Looking for criticism, thoughts, suggestions, or any commentary!
Any guesses as to what the images are actually of might be fun too..

Thanks for looking


----------



## Dracaena (May 28, 2012)

What are we looking at? Looks interesting


----------



## Skaperen (May 29, 2012)

Looks to me like cell protoplasm features.


----------



## Joel_W (May 30, 2012)

Out of the set of 3, I much prefer pic #3 as it's colors really makes your image pop. The 1st two pictures just look more like what I would expect to see in a textbook.


----------



## EDL (May 30, 2012)

Vast scales?  It all looks like views through a microscope.  Where's the vastness?


----------



## 480sparky (May 30, 2012)

EDL said:


> Vast scales?  It all looks like views through a microscope.  Where's the vastness?

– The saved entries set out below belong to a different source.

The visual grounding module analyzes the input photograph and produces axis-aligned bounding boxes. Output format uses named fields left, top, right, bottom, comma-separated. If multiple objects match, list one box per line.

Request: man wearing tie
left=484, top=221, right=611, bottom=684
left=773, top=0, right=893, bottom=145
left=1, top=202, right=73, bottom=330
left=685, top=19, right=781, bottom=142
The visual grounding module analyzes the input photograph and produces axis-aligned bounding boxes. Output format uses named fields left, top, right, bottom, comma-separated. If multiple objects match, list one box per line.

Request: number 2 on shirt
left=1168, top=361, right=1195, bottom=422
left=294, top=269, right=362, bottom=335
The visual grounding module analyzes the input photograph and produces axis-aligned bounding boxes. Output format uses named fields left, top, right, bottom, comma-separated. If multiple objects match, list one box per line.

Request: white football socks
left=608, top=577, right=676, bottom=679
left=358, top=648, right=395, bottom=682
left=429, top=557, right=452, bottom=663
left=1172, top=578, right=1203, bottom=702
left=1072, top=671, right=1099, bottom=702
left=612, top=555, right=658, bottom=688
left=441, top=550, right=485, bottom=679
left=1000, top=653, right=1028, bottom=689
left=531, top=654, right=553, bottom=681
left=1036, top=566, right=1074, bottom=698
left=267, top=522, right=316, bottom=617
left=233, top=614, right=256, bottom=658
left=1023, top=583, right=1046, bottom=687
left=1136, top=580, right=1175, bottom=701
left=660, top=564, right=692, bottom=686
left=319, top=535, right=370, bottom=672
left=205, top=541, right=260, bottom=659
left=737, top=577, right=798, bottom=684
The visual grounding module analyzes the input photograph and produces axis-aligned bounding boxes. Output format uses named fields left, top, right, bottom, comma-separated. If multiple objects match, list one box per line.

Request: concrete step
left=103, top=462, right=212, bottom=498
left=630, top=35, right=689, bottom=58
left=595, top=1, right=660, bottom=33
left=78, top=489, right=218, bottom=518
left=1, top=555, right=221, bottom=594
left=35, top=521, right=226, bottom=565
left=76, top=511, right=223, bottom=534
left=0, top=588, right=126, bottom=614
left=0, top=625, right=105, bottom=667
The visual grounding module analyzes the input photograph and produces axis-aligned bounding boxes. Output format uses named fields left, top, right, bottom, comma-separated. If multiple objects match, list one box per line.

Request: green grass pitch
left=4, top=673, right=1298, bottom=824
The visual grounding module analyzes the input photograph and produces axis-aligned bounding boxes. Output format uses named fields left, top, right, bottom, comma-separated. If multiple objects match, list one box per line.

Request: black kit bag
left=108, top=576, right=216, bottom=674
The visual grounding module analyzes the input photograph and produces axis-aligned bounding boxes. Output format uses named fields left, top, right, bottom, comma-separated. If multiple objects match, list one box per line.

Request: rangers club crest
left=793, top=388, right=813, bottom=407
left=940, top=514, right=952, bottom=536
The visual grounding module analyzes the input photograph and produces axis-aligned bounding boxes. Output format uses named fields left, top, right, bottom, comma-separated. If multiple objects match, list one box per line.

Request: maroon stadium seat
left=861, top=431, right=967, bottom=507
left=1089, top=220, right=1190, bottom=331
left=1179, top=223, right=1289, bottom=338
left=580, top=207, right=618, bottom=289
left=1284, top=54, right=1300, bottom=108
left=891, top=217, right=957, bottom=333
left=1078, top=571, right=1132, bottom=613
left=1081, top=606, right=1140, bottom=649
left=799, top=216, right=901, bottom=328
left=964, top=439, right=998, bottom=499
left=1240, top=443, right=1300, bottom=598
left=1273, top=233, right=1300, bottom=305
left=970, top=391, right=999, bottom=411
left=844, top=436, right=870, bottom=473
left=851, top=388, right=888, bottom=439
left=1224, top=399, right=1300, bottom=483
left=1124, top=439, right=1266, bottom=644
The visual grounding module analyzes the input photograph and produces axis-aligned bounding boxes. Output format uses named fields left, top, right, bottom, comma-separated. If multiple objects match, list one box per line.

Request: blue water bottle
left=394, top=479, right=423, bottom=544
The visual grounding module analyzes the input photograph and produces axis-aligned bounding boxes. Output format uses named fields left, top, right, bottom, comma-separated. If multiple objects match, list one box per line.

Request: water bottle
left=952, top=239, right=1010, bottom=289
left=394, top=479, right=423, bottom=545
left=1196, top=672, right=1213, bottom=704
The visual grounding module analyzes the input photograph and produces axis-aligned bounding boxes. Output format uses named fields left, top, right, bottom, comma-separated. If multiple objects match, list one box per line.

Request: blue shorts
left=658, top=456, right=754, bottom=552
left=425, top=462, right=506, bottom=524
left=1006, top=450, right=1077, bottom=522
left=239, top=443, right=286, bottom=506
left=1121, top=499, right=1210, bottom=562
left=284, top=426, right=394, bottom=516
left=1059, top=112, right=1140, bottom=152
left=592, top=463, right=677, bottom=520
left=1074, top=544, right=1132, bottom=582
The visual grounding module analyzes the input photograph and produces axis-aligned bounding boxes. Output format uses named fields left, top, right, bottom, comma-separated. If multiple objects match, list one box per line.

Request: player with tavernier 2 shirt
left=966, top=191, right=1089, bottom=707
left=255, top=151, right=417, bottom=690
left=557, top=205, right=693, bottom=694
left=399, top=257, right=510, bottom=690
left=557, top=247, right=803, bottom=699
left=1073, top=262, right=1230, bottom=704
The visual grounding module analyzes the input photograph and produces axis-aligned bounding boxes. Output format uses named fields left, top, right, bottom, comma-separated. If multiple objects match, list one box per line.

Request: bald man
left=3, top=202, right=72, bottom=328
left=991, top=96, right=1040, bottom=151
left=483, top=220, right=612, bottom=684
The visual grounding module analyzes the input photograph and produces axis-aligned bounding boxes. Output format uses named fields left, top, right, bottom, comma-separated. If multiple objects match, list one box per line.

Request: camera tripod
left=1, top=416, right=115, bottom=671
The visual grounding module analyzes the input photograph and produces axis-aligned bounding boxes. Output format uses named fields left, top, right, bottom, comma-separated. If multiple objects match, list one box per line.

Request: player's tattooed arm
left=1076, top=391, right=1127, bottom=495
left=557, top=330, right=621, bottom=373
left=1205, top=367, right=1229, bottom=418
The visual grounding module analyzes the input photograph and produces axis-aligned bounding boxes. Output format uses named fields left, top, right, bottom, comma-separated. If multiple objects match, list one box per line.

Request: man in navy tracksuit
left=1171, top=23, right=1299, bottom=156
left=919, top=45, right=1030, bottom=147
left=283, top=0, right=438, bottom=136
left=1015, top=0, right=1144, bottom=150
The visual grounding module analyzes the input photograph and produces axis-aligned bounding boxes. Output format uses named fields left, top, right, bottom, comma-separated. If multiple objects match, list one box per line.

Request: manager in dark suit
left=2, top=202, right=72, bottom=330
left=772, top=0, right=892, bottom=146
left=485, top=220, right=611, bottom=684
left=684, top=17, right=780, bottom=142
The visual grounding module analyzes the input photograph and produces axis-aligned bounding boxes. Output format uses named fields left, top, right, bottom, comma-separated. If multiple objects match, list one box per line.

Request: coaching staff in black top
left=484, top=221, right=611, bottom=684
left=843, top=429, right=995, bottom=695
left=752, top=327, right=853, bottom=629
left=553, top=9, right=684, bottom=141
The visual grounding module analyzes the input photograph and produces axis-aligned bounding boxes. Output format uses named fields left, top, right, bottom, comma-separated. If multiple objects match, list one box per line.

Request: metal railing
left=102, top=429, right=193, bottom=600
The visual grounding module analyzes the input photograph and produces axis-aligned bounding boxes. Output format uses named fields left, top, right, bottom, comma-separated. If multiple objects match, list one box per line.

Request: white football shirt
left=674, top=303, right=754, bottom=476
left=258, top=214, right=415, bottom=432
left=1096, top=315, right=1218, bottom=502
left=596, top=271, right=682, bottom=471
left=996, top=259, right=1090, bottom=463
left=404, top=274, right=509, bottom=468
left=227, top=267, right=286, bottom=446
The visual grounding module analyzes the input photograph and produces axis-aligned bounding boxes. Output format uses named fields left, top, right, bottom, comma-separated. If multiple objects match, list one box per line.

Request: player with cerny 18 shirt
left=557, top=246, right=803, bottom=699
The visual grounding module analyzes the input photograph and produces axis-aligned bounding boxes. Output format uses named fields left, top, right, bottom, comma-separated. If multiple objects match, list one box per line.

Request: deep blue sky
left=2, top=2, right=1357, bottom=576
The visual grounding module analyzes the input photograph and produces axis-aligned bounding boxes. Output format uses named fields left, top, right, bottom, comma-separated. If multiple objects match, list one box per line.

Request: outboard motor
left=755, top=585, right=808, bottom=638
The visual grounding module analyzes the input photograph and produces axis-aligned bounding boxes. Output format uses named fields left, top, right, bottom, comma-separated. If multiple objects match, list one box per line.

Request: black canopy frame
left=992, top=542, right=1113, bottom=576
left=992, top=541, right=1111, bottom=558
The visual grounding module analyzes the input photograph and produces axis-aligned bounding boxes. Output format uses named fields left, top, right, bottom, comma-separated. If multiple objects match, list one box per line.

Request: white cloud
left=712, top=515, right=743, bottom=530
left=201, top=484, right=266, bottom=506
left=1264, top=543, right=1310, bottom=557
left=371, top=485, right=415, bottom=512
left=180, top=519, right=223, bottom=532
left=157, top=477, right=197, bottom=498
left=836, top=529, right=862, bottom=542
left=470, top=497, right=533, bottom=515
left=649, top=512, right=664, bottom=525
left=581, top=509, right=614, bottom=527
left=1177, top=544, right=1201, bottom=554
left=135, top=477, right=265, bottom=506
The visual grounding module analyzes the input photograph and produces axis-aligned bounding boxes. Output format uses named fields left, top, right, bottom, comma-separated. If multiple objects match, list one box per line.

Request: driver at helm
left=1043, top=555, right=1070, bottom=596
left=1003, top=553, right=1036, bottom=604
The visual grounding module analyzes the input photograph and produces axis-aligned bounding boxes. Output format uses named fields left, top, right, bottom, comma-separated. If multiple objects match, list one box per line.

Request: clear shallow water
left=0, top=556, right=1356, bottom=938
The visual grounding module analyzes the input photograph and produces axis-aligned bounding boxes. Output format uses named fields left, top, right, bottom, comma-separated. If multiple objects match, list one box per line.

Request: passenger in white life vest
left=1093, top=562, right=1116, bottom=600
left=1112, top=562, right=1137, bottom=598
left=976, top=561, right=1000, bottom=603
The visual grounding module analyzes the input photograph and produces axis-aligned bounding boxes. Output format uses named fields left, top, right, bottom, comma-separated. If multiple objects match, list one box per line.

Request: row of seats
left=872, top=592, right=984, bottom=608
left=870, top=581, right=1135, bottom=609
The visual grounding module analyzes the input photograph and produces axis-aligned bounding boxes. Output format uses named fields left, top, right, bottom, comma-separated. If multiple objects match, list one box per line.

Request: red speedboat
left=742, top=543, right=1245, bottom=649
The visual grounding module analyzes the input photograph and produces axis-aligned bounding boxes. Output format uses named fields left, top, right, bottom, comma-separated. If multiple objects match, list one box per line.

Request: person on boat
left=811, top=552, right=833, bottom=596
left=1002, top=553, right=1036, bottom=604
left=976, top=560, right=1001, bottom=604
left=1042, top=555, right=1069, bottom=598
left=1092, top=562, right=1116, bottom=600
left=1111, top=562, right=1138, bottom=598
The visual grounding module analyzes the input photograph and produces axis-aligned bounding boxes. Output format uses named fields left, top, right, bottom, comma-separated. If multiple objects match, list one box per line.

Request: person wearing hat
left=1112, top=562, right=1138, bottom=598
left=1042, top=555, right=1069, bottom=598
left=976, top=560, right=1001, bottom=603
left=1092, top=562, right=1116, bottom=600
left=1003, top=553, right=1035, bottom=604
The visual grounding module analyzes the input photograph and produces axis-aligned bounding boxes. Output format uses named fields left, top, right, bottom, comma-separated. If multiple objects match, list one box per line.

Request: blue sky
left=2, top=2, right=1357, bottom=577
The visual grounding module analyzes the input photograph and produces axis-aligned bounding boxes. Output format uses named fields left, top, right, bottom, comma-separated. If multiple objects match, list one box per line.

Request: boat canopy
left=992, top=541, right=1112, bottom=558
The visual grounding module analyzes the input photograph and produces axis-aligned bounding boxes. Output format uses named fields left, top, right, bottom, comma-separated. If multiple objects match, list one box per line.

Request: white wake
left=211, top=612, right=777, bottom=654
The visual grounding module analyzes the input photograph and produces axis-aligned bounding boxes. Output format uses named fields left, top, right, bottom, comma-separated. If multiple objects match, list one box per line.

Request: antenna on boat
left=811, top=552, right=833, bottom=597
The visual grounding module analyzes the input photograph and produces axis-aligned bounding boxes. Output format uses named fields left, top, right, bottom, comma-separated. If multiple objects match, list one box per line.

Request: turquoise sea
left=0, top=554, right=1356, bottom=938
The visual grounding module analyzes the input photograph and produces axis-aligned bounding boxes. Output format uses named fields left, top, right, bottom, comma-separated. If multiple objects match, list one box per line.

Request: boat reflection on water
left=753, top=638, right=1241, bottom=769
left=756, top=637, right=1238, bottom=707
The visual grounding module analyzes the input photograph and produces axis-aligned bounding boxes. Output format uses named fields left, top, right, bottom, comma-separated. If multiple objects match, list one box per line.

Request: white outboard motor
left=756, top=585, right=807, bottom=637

Even what the human eye can see through a microscope is pretty big, compared to everything else.


----------



## matseski (May 31, 2012)

Maybe vastness wasn't the correct wording.  I am trying to build a series of images that conveys the continuum of the various scales of life, from the microorganism to entire planets.  These particular images are the result of trying to clean LOR off a silicon wafer with acetone (hint...it doesnt work). There is nothing alive about these images, but I felt they adequately described two ends of the spectrum which I am trying to define, cellular components and the whole planet.  In all actuality, the B&W images are pretty close to their natural coloration in Blue Planet was derived in post to give the impression of the classic shot of a sunrise on earth from space.  

I've been working like crazy lately, but hopefully I'll make a few more mistakes and be able to explore this concept more fully in the coming weeks.  Keep an eye out!

Its mind boggling to comprehend the idea of 62 orders of magnitude...


----------